Last week, the Linux Foundation, sent an email to all users, informing them that an attacker had compromised LinuxFoundation.org and Linux.com, also their sub domains. Other pertinent details such as usernames, email addresses, and passwords got stolen too.
The company found out about the recent attack on Thursday. Currently, the foundation is busy conducting a full audit of the affected sites. On a message postdated on the front page of Linux Foundattion website, it says that they are in the process of restoring services in a secure manner as quickly as possible.
As of now, the foundation does not have a clue about the full extent of the intrusion, and advised users to change their passwords as the site becomes operational. Linux Foundation warns users, who use the same passwords on other sites to change the password as soon as they can.
Given the password notification, did the Linux Foundation fail to locked the passwords, for instance by stocking them as ordinary text, instead of salting and hashing them? Not essentially, as claimed by Paul Ducklin, head of technology for Sophos in the Asia Pacific region. In a blog post, that he had written he said that the breach seems to involve a malware compromise, not merely the unlawful retrieval of facts from the servers. If a server got possessed by malware, yet the login process should be measured untrustworthy. Passwords can be easily stolen immediately from memory in the course of login, although it got never written to disk.

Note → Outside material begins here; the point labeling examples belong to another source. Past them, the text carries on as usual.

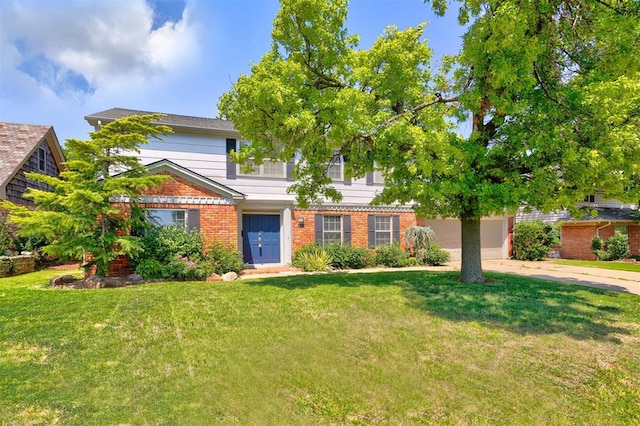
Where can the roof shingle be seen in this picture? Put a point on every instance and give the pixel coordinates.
(17, 143)
(171, 120)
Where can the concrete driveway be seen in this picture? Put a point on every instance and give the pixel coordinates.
(628, 282)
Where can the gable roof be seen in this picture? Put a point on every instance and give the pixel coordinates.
(195, 178)
(19, 141)
(171, 120)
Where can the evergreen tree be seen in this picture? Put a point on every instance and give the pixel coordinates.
(88, 211)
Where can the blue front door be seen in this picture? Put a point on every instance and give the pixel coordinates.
(261, 238)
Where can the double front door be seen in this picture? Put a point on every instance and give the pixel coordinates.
(261, 238)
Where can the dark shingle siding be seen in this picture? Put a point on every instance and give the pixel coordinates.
(172, 120)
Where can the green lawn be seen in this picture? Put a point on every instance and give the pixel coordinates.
(390, 348)
(618, 266)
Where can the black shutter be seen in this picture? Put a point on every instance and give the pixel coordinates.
(345, 160)
(318, 228)
(371, 227)
(346, 233)
(395, 227)
(231, 166)
(369, 178)
(290, 166)
(193, 219)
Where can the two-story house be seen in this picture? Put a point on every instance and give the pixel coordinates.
(26, 148)
(605, 217)
(253, 210)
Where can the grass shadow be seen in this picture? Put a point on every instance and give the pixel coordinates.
(517, 304)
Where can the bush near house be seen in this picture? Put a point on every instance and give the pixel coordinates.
(614, 248)
(175, 253)
(532, 239)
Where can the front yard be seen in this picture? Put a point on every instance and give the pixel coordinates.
(391, 347)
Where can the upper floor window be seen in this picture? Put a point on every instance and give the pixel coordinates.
(377, 177)
(623, 229)
(42, 159)
(335, 167)
(268, 168)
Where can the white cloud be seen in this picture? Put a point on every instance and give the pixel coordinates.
(88, 46)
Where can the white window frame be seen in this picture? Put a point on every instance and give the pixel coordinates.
(623, 229)
(335, 164)
(181, 222)
(261, 170)
(42, 159)
(332, 232)
(383, 232)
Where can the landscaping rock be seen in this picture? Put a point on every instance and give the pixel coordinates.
(229, 276)
(62, 281)
(214, 277)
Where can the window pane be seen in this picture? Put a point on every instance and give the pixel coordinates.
(382, 230)
(163, 217)
(273, 168)
(332, 229)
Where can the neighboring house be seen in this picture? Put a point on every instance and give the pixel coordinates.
(605, 217)
(254, 212)
(26, 148)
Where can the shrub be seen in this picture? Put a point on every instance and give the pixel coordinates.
(532, 239)
(615, 248)
(152, 268)
(345, 256)
(224, 258)
(433, 256)
(312, 259)
(5, 240)
(392, 255)
(166, 243)
(182, 268)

linuThe Linux Foundation believes that the attack has something to do with the last month’s attack on kernel.org, which has remained since then, still waiting for the administration to audit the site.
In a statement, earlier posted on the site, the Linux Kernel Organization said it found out that, on August 28,there are few servers that got compromised, with an attacker obtaining root access. The statement claims that they are in the process of confirming the steps in enhancing security across the kernel.org Infrastructure.
Based on the reports of The Register, both Kernel.org servers and the computer of the person, who maintains the site got infected with the malware. The breach last for 17 days before it got detected. Linux experts say it is not that alarming since the site does not house the codes.
Additionally, there were no changes that got made to the distributed code without alarms sounding. The code for the site controlled by the ‘git’ source code management system.